What Da Cover Says: Boundless as the Sky is a book of the invisible histories that repose beneath the cities we inhabit, and the worlds we try to build out of words. The first of its two parts, stories of real and invented cities, some ancient, some dystopian, is a response to Italo Calvino’s Invisible Cities. The second part comes together into one narrative, taking place in a single city—Chicago—on a single day in 1933. It is based closely on a true event, the arrival of a “roaring armada of goodwill” in the form of twenty-four seaplanes flown in a display of fascist power by Mussolini’s wingman Italo Balbo to Chicago’s “Century of Progress” World’s Fair. These two panels of Raffel’s poetic diptych call out to each other with a mysterious and disquieting harmony, and from history and fantasy to the dangers and dark realities of the current moment with startling insight and urgency.
What I says: Before I started this book I decided to read Invisible Cities by Italo Calvino first as I had never read it and thought the first half of Raffel’s book may not have any meaning to me. I’m glad I did as it gave Calvino’s book more shape, from Raffel’s response I understood more of what was going on in the first book and I was able to get what Raffel was saying here (well maybe, I could have gone in a completely different direction than Raffel intended). It does feel like a response to Calvino, Raffel is saying how different things are now and at the same time hardly different at all, the cities we inhabit or imagine ain’t that much different to Calvino’s time, we may have climate change and social media but the people in Calvino’s cities faced their own demons too.
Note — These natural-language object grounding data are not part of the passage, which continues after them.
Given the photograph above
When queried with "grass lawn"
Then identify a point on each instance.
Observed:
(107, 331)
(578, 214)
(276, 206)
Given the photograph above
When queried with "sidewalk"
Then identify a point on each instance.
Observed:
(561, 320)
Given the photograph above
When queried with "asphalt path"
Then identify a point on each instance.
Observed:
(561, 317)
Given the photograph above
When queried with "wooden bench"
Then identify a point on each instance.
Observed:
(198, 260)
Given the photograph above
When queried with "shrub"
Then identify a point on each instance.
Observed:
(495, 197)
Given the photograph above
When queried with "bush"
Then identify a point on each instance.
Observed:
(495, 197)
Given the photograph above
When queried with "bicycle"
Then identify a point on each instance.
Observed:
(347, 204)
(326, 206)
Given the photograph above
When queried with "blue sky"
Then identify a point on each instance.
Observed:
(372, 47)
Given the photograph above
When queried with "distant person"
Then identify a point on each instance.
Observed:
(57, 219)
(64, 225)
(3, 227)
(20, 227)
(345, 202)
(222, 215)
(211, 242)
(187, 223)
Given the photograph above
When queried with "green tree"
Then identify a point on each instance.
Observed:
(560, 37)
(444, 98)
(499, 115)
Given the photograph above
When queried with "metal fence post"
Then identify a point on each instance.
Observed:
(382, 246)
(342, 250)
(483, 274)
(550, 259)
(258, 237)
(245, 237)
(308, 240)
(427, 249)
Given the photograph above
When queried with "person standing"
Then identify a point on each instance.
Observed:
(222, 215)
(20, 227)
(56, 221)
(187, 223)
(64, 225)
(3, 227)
The second half of Raffel’s book is rather spectacular…in fact taking inspiration from Raffel herself:
beautiful in a dramatic and eye-catching way:
“spectacular mountain scenery”
Raffel takes an event, Chicago’s “Century of Progress” World’s Fair, which I hadn’t heard of before and a host of real life characters and created this story based around their lives for this single day. Different writing techniques and voices creates something that feels very real, and there is a darkness just under the surface that feels dangerous, the list of how a woman should behave and the police who turn a blind eye to crimes gives you a feeling of imminent chaos. The best thing about this book for me was that real people were used and I spent quite a while on google looking them up. I also loved how this felt like a riddle and each chapter gives the reader another piece of the puzzle.
About the Author
Dawn Raffel is the author of five books, most recently The Strange Case of Dr. Couney: How a Mysterious European Showman Saved Thousands of American Babies. Other books include two short story collections, a novel, and a memoir. Her stories have appeared in many magazines and anthologies, including NOON, BOMB, Conjunctions, Exquisite Pandemic, New American Writing, The Anchor Book of New American Short Stories, Best Small Fictions, and more.